Verification therefore has practical as well as theoretical importance.

Differentiation as a Certified Transformation

A verified differentiable compiler treats AD as a semantics-preserving program transformation.

The compiler must prove:

\text{meaning}(Df) = D(\text{meaning}(f)).

This equation captures the central goal.

Differentiation of the program should equal differentiation of the mathematical function represented by the program.

Failure Modes

Verification itself has limitations.

Incorrect specifications

A proof may verify the wrong property.

Incomplete semantics

The language meaning may omit runtime behavior.

Floating-point mismatch

Real execution may differ from mathematical models.

Trusted kernel assumptions

Proof assistants rely on trusted foundations.

Scalability

Large tensor systems are difficult to verify completely.

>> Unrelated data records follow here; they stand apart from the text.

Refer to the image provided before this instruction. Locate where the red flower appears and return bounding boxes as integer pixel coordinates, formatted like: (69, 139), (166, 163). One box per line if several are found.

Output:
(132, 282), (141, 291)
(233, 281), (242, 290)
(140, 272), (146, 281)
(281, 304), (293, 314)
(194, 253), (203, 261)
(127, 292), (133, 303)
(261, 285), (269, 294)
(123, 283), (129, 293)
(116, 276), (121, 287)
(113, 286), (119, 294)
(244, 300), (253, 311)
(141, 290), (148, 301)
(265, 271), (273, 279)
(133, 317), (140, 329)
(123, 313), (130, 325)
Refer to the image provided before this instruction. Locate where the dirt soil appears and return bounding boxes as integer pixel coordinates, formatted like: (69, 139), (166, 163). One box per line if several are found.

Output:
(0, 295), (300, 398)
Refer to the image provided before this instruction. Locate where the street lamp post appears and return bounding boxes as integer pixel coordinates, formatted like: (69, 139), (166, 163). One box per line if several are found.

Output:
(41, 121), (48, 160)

Thus verification improves confidence but does not eliminate all risk.

Conceptual Shift

Classical AD assumes derivative rules are implemented correctly.

Verified differentiation treats derivative computation itself as an object requiring proof.

The derivative becomes a formally certified computational artifact.

This shifts AD from:

Classical view	Verified view
practical algorithm	formally verified transformation
empirical testing	mathematical proof
heuristic confidence	machine-checked correctness

The goal is not only fast gradients, but trustworthy gradients.

Summary

Verified differentiation studies formal correctness of automatic differentiation systems.

This includes proof of derivative semantics, compiler transformations, adjoint generation, floating-point behavior, higher-order differentiation, and stochastic gradient estimators.

The field connects automatic differentiation with theorem proving, formal semantics, compiler verification, and numerical analysis.

As differentiable systems become infrastructure for science, engineering, and autonomous decision systems, verified differentiation becomes increasingly important for reliability, safety, and mathematical trustworthiness.